Título: O triunfo global dos biocombustíveis
Autor: Belini, Cledorvino
Fonte: Valor Econômico, 05/10/2006, Opinião, p. A12

O modelo brasileiro dos combustíveis verdes tornou-se estrela de primeira grandeza no cenário dos negócios mundiais. Os mais destacados empresários e executivos internacionais têm visitado o Brasil para conhecer os programas de biocombustíveis, com ênfase para o álcool. Alguns fundos de investimentos, sediados no exterior, também apostam suas fichas no nosso setor sucroalcooleiro.

Não importa se os líderes políticos das nações mais industrializadas pouca atenção prestaram ao que lhes tinha a dizer o presidente Lula, por ocasião do recente encontro do G-8, promovido na cidade russa de São Petersburgo, em julho.

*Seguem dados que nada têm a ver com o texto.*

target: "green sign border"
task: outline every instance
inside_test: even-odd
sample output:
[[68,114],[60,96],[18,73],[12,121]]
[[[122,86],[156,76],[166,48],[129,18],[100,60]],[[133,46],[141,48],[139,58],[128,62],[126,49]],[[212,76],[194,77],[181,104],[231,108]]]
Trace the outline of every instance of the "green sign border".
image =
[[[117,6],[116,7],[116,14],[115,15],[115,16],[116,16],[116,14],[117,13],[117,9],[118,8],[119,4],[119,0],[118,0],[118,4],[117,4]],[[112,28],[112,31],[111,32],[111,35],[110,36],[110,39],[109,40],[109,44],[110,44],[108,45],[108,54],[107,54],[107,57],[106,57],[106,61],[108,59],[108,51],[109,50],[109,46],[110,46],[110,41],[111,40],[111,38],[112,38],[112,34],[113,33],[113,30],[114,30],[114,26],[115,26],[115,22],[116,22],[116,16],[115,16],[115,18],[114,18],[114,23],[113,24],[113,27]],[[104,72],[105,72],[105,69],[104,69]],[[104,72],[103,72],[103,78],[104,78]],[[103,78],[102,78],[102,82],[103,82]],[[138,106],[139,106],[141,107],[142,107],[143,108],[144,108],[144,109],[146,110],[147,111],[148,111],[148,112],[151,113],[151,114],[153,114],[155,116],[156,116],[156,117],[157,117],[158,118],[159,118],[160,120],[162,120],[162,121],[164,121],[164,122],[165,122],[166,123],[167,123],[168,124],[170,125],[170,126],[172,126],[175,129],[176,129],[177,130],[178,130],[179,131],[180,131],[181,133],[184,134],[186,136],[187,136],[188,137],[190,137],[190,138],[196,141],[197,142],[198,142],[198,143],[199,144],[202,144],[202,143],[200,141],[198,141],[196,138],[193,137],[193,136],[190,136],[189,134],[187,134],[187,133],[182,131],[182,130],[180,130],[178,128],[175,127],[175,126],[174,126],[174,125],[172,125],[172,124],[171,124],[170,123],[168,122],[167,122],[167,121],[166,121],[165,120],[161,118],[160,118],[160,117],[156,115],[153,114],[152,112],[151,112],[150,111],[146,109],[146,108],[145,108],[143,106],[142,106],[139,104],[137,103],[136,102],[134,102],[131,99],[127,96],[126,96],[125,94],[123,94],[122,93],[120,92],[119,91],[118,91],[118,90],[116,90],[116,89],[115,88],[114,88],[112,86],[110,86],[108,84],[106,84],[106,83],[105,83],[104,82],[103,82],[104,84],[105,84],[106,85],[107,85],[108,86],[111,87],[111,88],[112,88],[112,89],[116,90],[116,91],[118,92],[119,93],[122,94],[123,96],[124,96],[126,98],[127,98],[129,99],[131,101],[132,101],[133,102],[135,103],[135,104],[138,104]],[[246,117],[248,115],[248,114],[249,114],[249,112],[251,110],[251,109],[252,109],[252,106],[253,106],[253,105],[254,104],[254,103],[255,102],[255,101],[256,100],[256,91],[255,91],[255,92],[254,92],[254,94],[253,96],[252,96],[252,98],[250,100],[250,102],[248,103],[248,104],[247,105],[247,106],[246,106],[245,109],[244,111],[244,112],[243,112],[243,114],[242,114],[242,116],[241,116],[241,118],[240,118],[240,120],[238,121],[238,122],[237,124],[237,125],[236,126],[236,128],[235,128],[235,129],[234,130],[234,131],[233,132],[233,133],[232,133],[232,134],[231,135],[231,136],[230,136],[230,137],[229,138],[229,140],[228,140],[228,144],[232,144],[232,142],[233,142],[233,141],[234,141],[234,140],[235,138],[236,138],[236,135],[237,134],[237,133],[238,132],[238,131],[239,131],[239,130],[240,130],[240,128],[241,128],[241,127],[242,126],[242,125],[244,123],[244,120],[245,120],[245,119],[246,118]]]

Como convidado especial daquela reunião, o presidente se propôs a fazer uma exposição sobre os agrocombustíveis brasileiros.

Embora o tema fosse pertinente, em face das ampliadas tensões no Oriente Médio, o que se viu, conforme noticiou a imprensa, foi um alheamento dos líderes do G-8. O fato, porém, é que os biocombustíveis brasileiros estão na pauta das empresas globais e, também, das instituições multilaterais, focadas no desenvolvimento sustentável e na redução da pobreza global.

O etanol não é exclusividade brasileira, ainda que o Brasil seja o país que mais se lançou na sua produção, com fins energéticos. Os americanos também estão animados com essa perspectiva. Os jornais dos Estados Unidos noticiam a corrida dos investidores americanos em direção ao mercado de etanol. Bill Gates, fundador da Microsoft, comprou 25% da Pacific Ethanol, sediada na Califórnia. Ele tem planos de investir no etanol brasileiro, como informou o Valor.

Os Estados Unidos têm 5 milhões de carros bicombustíveis (flex fuel), para uma frota total de cerca de 230 milhões de veículos. O Brasil, cuja frota é da ordem de 22 milhões de veículos, tem 2 milhões de carros bicombustíveis. No passado, chegamos a possuir 4,5 milhões de carros a álcool. Estima-se que, descontando-se a parcela que foi sucateada, ainda estejam circulando algo em torno de 2,7 milhões de carros a álcool. Portanto, em tese, dispomos de 4,7 milhões de automóveis aptos a queimar álcool, o que, em termos relativos, representa 20% da nossa frota total, ao passo que, nos Estados Unidos, os carros bicombustíveis significam ao redor de 2% da frota.

A dianteira do Brasil ocorre em várias frentes. Por exemplo: a Magneti Marelli, do grupo Fiat do Brasil, é líder mundial em tecnologia multicombustível. Aproximadamente 60% dos automóveis bicombustíveis que rodam no nosso país são dotados da tecnologia Magneti Marelli. Desde que a Fiat lançou o primeiro carro a álcool, em 1979, houve avanços e solavancos no antigo Proálcool. Os aprimoramentos tornaram-se constantes. Agora, a propósito, o governo estuda a formação de estoques reguladores de álcool, para que se dê ainda mais segurança ao abastecimento interno.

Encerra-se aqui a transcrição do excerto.